He said this was part of Beijing’s strategy “to interfere in Australian foreign policy”, which also included funding “fake pro-China think-tanks” and purchasing Chinese language publications.
NSW Labor received the bulk of the donations to the ALP, including $350,000 from Mr Huang and his company in 2012-13, which was a quarter of the branch’s total donations that year.
Mr Huang also donated $100,000 to the Bayside Forum, which helps the Liberals in the Victorian seat of Goldstein, when Andrew Robb was the local member and the Trade Minister charged with negotiating a free-trade agreement with China.
The parliamentary report said the council was overseen by the Communist Party’s United Front Work Department and had “opaque” financial arrangements.
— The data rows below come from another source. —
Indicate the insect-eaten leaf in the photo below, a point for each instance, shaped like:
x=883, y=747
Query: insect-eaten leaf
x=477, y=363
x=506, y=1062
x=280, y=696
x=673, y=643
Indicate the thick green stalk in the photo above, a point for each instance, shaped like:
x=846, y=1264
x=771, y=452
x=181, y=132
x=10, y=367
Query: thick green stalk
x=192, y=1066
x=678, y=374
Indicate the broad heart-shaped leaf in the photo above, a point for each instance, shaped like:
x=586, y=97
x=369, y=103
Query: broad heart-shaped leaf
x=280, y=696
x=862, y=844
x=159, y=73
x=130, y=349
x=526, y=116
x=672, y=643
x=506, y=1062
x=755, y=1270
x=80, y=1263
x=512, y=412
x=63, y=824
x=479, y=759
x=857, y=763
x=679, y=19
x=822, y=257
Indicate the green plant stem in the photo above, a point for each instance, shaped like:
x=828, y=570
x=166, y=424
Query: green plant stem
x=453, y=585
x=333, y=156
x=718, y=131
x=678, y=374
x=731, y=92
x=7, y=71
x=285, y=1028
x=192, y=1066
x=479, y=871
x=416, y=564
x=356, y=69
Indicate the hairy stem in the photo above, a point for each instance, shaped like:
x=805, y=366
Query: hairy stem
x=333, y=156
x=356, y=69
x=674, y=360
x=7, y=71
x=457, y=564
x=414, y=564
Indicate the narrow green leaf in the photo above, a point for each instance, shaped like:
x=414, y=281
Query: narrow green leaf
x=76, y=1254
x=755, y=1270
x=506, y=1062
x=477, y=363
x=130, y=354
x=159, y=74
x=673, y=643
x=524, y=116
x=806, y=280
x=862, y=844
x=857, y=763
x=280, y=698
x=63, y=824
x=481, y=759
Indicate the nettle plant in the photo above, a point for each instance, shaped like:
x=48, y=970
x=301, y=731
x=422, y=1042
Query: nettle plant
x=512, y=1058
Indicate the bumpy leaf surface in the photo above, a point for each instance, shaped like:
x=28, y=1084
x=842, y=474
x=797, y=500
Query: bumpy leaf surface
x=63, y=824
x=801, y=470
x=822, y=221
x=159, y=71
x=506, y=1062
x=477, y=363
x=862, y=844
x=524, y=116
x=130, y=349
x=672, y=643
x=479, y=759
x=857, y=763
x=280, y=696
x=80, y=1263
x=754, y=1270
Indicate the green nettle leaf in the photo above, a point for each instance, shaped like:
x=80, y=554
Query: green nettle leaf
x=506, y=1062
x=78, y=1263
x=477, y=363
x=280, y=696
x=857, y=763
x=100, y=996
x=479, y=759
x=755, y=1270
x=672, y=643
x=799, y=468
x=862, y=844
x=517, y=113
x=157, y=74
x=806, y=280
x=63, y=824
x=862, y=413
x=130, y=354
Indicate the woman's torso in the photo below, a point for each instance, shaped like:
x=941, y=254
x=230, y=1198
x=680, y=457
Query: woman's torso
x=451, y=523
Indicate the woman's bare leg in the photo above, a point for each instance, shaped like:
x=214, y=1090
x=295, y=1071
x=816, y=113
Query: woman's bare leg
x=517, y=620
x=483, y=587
“It may be the case that the wealthy business members and affiliates provide all funding, with the businessmen considering such funding as part of their ‘patriotic duty’, and being rewarded with positions on Chinese bodies and possibly commercial opportunities in China,” the report said.
The council said in a statement: “Whether or not individual members have ever donated to political parties or other causes is a matter for them.”
Earlier this year, a parliamentary committee urged a wideranging ban on donations from foreign citizens and entities to all “political actors”, citing a need to protect national sovereignty.
It is understood dual citizens living in Australia or overseas will be exempt from the government’s proposed ban, as will non-Australian permanent residents who live here.
The move is broadly supported by Labor and the Greens but it is unclear whether they will back attempts to extend the foreign donations ban to third parties and activist groups such as progressive lobby group GetUp!